Sparse activation makes compute scale closer to the active parameter count, with the router acting as a selector that decides which experts handle each token. Memory footprint, routing overhead, and serving complexity still depend on the full expert set.

A significant MoE failure mode is expert collapse: if the router keeps sending most tokens to a few experts while others idle, you end up with a sparse model that behaves like a dense one. Traditional fixes add auxiliary losses that can fight the main objective, and DeepSeek-V3 reported an auxiliary-loss-free strategy for load balancing.

Trace token routing through an MoE layer. Different tokens light up different expert combinations. When routing skews, utilization drops and effective capacity shrinks. Router quality decides whether you realize the efficiency or drift toward expert collapse.

Inference and distillation

Sparse models trade training efficiency for more complex inference. An MoE model has to fetch different expert weights per token, which keeps memory bandwidth pressure high even if compute scales with the active slice.

DeepSeek-V3 tackles this in part through Multi-head Latent Attention (MLA), compressing the KV cache by over 90% and enabling efficient handling of 128,000-token context windows.
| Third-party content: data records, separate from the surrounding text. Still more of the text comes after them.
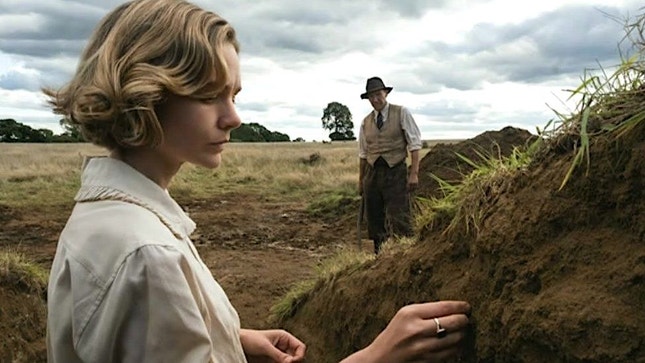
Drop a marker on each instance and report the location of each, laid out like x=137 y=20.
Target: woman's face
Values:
x=196 y=131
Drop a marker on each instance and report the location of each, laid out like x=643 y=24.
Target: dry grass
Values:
x=48 y=174
x=20 y=274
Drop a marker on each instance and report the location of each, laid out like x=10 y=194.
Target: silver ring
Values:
x=441 y=332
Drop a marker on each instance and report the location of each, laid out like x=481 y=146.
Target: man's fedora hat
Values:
x=374 y=84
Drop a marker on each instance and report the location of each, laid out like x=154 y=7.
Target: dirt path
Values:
x=256 y=249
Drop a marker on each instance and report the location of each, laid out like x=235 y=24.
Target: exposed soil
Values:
x=446 y=161
x=553 y=276
x=255 y=248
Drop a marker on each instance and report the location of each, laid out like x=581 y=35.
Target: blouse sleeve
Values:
x=150 y=313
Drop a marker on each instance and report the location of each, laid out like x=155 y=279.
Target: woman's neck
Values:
x=149 y=163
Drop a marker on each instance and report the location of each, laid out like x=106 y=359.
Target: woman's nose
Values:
x=230 y=120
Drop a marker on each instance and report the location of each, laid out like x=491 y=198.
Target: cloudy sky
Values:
x=462 y=67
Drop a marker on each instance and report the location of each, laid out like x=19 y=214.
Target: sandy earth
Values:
x=553 y=276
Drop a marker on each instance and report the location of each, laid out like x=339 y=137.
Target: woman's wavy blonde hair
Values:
x=140 y=52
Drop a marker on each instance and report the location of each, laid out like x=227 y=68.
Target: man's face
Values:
x=377 y=99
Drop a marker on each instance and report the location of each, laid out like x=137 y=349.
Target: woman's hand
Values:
x=271 y=346
x=413 y=335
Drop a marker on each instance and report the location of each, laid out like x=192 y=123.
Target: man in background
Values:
x=386 y=136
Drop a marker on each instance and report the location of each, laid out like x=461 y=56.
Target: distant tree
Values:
x=254 y=132
x=338 y=119
x=14 y=131
x=72 y=133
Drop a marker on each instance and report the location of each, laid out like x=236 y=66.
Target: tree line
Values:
x=16 y=132
x=336 y=118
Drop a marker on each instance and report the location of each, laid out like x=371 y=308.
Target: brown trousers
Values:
x=387 y=202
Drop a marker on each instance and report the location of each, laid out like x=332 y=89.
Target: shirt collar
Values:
x=105 y=178
x=384 y=111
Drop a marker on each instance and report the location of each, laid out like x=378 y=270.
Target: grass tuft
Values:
x=20 y=274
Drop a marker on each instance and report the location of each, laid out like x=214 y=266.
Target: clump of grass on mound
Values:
x=20 y=274
x=346 y=261
x=461 y=209
x=609 y=104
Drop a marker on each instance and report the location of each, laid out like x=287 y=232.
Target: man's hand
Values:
x=271 y=346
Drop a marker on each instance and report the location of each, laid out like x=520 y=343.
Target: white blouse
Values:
x=127 y=284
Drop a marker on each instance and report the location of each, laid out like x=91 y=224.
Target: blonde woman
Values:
x=156 y=86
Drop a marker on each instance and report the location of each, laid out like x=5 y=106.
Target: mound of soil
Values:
x=443 y=160
x=552 y=275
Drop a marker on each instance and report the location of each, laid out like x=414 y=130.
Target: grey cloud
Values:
x=42 y=47
x=19 y=81
x=443 y=111
x=565 y=42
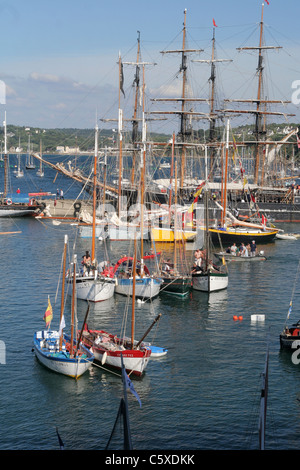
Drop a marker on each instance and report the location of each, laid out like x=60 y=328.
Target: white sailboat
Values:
x=40 y=171
x=19 y=173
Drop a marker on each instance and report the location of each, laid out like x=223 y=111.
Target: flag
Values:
x=61 y=444
x=121 y=78
x=62 y=325
x=48 y=314
x=290 y=309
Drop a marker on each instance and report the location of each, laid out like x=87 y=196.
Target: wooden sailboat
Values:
x=13 y=204
x=91 y=285
x=19 y=173
x=40 y=171
x=235 y=230
x=290 y=335
x=110 y=349
x=55 y=349
x=29 y=159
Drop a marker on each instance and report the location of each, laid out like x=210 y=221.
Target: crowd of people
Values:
x=243 y=250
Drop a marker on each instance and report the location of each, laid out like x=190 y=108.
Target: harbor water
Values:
x=204 y=394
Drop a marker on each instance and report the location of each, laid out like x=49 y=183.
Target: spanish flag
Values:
x=48 y=314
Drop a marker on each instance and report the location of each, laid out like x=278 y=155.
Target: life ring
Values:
x=77 y=206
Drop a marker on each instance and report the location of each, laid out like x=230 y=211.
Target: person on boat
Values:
x=86 y=262
x=253 y=248
x=233 y=249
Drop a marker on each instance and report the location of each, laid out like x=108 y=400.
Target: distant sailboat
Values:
x=40 y=171
x=29 y=162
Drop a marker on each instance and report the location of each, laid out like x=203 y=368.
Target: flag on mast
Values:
x=48 y=314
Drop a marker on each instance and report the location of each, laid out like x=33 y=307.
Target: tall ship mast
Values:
x=259 y=110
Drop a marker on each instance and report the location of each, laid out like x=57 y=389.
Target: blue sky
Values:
x=58 y=58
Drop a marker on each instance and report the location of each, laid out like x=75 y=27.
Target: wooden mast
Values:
x=225 y=176
x=183 y=113
x=120 y=126
x=212 y=113
x=135 y=121
x=133 y=296
x=5 y=158
x=62 y=302
x=258 y=112
x=73 y=306
x=143 y=169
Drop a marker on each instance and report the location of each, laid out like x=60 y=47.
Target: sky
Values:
x=59 y=58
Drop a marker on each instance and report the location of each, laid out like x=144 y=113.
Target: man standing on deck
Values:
x=253 y=248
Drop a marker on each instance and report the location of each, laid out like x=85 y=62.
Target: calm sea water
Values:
x=203 y=395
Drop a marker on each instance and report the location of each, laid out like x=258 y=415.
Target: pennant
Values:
x=290 y=309
x=61 y=444
x=121 y=78
x=48 y=314
x=62 y=325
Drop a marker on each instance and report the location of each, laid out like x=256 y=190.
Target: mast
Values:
x=212 y=112
x=133 y=296
x=62 y=303
x=258 y=111
x=183 y=112
x=73 y=306
x=225 y=177
x=134 y=121
x=5 y=158
x=120 y=129
x=263 y=403
x=143 y=169
x=94 y=194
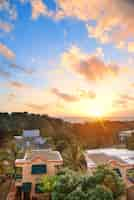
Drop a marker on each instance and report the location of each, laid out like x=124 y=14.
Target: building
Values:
x=32 y=167
x=123 y=135
x=31 y=139
x=120 y=160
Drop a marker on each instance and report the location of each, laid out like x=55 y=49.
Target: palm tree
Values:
x=73 y=156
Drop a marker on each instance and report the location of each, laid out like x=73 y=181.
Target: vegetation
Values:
x=69 y=185
x=130 y=142
x=92 y=134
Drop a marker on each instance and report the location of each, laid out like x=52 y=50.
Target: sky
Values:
x=67 y=58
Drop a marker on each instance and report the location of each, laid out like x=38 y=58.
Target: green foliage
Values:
x=130 y=142
x=72 y=186
x=105 y=184
x=110 y=179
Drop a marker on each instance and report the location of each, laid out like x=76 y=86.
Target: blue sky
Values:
x=67 y=59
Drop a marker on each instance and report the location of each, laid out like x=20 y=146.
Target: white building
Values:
x=123 y=135
x=31 y=139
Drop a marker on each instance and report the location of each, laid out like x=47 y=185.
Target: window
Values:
x=26 y=187
x=38 y=188
x=18 y=174
x=117 y=171
x=39 y=169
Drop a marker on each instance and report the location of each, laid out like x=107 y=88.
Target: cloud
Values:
x=38 y=8
x=6 y=52
x=90 y=67
x=23 y=69
x=9 y=8
x=18 y=84
x=36 y=107
x=87 y=94
x=11 y=96
x=113 y=22
x=4 y=26
x=64 y=96
x=124 y=100
x=130 y=47
x=5 y=74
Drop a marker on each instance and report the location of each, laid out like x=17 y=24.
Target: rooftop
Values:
x=102 y=156
x=31 y=133
x=48 y=155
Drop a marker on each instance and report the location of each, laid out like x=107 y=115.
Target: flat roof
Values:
x=31 y=133
x=96 y=157
x=44 y=154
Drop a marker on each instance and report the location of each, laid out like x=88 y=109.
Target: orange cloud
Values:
x=6 y=52
x=64 y=96
x=36 y=107
x=17 y=84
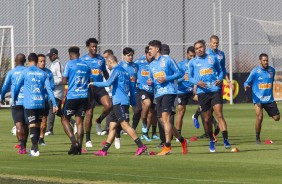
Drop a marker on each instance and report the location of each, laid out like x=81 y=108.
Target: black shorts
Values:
x=99 y=92
x=75 y=107
x=119 y=113
x=185 y=99
x=271 y=109
x=18 y=114
x=208 y=100
x=165 y=103
x=34 y=115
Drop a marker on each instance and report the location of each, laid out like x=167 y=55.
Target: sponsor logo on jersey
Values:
x=206 y=71
x=159 y=74
x=96 y=72
x=145 y=73
x=265 y=86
That reduces attention-cache pressure; it does not remove the need to keep expert weights available for routing.

Memory footprint stays large because every expert still has to be resident even if only a few run per token. For serving workloads where memory is available but per-token compute matters, MoE can be a good trade.
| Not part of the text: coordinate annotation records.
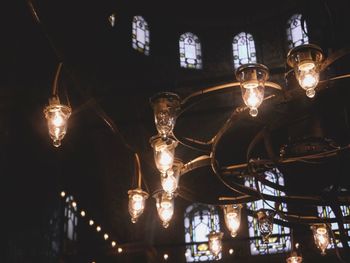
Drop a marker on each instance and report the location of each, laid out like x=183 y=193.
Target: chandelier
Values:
x=306 y=64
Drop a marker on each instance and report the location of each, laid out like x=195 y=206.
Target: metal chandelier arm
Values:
x=55 y=83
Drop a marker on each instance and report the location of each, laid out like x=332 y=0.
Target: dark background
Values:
x=101 y=71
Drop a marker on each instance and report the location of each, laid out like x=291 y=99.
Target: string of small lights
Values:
x=92 y=223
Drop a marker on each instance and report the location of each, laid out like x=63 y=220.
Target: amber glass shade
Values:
x=57 y=116
x=232 y=215
x=137 y=199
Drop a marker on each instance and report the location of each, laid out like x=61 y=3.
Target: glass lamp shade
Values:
x=165 y=207
x=265 y=223
x=57 y=116
x=306 y=61
x=215 y=243
x=170 y=179
x=321 y=237
x=164 y=152
x=294 y=259
x=137 y=199
x=252 y=78
x=165 y=107
x=232 y=215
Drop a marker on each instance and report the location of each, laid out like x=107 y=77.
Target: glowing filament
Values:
x=136 y=205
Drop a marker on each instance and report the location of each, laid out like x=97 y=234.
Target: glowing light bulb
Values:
x=252 y=78
x=57 y=119
x=294 y=259
x=57 y=116
x=215 y=244
x=232 y=215
x=169 y=181
x=137 y=199
x=165 y=207
x=306 y=61
x=265 y=223
x=321 y=237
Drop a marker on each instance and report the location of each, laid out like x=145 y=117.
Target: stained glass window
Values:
x=140 y=35
x=327 y=212
x=71 y=219
x=243 y=47
x=280 y=243
x=190 y=51
x=200 y=220
x=296 y=34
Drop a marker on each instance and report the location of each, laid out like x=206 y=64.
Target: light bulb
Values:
x=215 y=244
x=165 y=207
x=321 y=237
x=137 y=199
x=252 y=78
x=232 y=215
x=169 y=182
x=294 y=259
x=164 y=152
x=306 y=61
x=165 y=106
x=265 y=223
x=57 y=116
x=166 y=159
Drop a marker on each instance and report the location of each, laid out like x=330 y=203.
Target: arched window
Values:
x=296 y=33
x=280 y=243
x=327 y=212
x=140 y=35
x=200 y=220
x=243 y=47
x=190 y=51
x=70 y=219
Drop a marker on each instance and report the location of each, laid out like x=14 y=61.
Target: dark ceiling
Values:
x=105 y=78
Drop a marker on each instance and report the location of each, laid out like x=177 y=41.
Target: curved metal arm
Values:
x=55 y=82
x=138 y=170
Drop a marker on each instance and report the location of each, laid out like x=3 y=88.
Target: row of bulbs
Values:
x=92 y=223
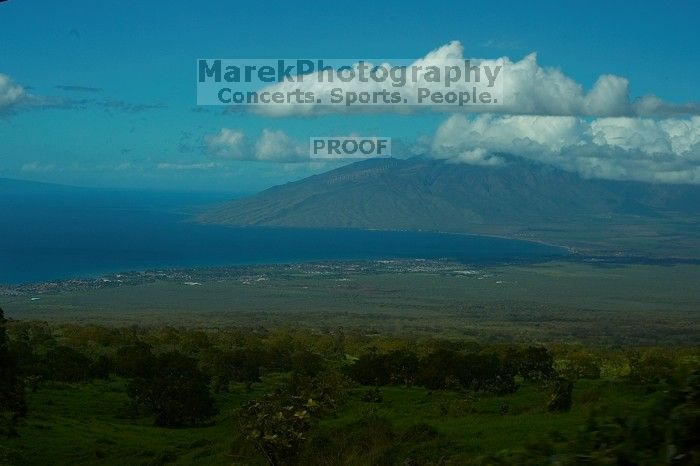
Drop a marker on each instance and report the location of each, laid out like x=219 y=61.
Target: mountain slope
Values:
x=520 y=199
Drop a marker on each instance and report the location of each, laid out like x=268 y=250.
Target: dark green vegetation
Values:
x=130 y=395
x=520 y=200
x=592 y=303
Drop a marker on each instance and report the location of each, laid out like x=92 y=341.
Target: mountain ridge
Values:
x=523 y=199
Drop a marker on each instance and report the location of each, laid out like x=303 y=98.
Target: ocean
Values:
x=49 y=233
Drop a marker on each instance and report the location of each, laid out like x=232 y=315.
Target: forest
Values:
x=95 y=394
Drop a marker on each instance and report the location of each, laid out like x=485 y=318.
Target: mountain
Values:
x=520 y=199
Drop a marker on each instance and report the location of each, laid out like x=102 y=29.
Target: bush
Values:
x=175 y=391
x=560 y=399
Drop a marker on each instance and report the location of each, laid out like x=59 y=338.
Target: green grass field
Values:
x=556 y=301
x=83 y=424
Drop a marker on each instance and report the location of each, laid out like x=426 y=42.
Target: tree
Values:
x=175 y=391
x=12 y=403
x=560 y=400
x=277 y=425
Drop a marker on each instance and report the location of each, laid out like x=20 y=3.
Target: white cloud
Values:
x=37 y=167
x=186 y=166
x=271 y=146
x=615 y=148
x=276 y=146
x=11 y=94
x=528 y=89
x=227 y=143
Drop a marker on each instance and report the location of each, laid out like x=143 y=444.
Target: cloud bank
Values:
x=624 y=148
x=529 y=89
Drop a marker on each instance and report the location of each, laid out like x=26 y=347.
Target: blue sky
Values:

If inference complexity is prohibitive, MoE models offer a fallback: distillation. Train a sparse teacher with high capacity, then compress into a dense student for deployment. Switch Transformer research showed that 30-40% of the sparsity gains could be preserved when distilling back to a dense student, so you pay for routing during training but ship a simpler model.

Architecture shift

Recent frontier releases increasingly use MoE or related conditional computation. Conditional computation is no longer just a lab idea. Sparse scaling adds capacity while limiting per-token compute, but the serving trade-offs are real: routing strategy, expert count, memory residency, and batching all decide whether the theoretical savings show up in production.